This article was originally published on LucidShark Blog.
You come in Monday morning, open your terminal, and run git log. There are 47 commits from the weekend. Your AI agent was busy.
This scenario is no longer hypothetical. Agentic coding systems running overnight tasks, fixing issues from a backlog, refactoring modules, and implementing feature branches from spec files have become part of how serious engineering teams operate in 2026. The question is not whether your agent will write code while you sleep. The question is what you do with it when you wake up.
The answer most teams give is: they do a light pass, check that tests pass, and merge. This is a mistake.
Simon Willison put it clearly when he distinguished between throwaway code and production code. Vibe coding works fine when you are building a one-off script or prototyping something you will throw away. The danger is when that same relaxed posture carries over into production systems. Overnight agents are almost always writing production code. The review bar should match.
Why Overnight Agent Code Is Different from Live Agent Code
When you are coding interactively with an AI agent, you see the changes in real time. You notice when the agent goes sideways. You correct it mid-flight. The review is continuous and contextual.
Overnight agent code has none of these properties. The agent made dozens of decisions in sequence, each building on the last, without any human feedback loop. By the time you see the result, the context that led to each individual choice is gone. What you have is a compressed artifact of a long, unobserved reasoning chain.
This creates specific failure modes that do not appear in interactive work:
- Cascading assumptions. The agent made a reasonable guess at step 3, and every subsequent step built on that guess. If the guess was wrong, the damage is not local. It is distributed across the entire changeset.
- Silent scope creep. Agents tasked with "fix the auth bug" often also refactor the surrounding module, update type signatures, and touch files that were not in the original scope. The refactor might be sensible. It might also break something unrelated.
- Plausible but incorrect logic. LLM-generated code is optimized for looking correct. It tends to pass syntax checks, follow conventions, and produce code that reads cleanly. Logic errors are harder to spot because the surrounding code is well-formed.
- Missing context for edge cases. The agent did not attend the meeting where you discussed the edge case in the payment flow.
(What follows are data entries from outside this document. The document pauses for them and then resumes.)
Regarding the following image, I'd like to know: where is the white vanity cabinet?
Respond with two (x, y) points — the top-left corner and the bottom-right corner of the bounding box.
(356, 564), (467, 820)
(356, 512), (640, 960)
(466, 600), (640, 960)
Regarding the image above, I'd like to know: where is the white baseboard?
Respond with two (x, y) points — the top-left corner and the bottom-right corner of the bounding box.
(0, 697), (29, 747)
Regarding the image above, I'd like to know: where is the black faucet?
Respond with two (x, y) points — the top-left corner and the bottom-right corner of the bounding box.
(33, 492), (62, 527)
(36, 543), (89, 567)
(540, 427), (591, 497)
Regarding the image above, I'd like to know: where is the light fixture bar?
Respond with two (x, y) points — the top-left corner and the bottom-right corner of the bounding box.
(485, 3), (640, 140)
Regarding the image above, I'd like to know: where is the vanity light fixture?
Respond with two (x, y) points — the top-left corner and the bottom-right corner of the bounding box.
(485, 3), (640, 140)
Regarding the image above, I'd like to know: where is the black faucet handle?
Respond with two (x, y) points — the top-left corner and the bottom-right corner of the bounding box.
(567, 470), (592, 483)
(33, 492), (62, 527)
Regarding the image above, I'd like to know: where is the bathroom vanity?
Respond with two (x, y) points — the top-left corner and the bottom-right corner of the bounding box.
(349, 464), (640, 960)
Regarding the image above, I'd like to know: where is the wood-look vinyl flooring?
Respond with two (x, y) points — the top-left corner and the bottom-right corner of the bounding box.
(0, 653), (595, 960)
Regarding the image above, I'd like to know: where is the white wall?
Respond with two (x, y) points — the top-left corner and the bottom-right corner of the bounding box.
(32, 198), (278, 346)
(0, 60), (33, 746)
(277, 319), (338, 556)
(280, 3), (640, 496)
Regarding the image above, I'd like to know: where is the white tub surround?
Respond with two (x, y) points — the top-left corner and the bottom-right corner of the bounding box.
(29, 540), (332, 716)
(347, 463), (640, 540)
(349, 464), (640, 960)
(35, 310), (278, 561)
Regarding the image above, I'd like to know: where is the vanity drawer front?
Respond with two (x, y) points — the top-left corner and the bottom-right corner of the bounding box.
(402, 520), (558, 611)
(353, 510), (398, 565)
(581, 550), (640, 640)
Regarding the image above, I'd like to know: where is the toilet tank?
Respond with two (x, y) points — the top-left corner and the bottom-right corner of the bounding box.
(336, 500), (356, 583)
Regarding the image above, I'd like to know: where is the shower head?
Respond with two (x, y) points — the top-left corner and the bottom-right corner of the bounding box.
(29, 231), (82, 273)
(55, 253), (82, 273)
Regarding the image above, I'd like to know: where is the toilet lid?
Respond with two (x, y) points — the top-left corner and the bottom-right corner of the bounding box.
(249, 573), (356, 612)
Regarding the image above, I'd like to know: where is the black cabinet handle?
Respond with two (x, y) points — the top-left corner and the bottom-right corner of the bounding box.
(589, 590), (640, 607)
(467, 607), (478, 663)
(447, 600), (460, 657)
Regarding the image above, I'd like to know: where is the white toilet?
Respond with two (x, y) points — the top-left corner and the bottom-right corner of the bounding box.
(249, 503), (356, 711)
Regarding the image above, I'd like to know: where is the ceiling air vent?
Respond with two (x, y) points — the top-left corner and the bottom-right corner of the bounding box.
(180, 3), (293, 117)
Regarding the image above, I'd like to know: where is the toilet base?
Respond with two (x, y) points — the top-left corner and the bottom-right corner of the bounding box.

It does not know about the legacy customer segment that still uses the old API format. It will write code that is correct for the nominal case and wrong for the case that matters.
The Overnight Review Checklist
Before you look at any code, run this command:
git log --oneline --since="yesterday" --author="agent" | wc -l
If the number is above 20, block off two hours. Seriously. Reviewing 47 agent commits in 20 minutes is not a review, it is a rubber stamp.
Step 1: Get the Diff in a Reviewable Form
Do not review commit by commit. Get the full aggregate diff since the agent started working:
git diff main...agent/overnight-batch-2026-05-06 --stat
git diff main...agent/overnight-batch-2026-05-06 -- '*.ts' '*.py' '*.go'
The --stat output tells you the scope immediately. If you see files you did not expect the agent to touch, that is your first red flag. Investigate those files first, not last.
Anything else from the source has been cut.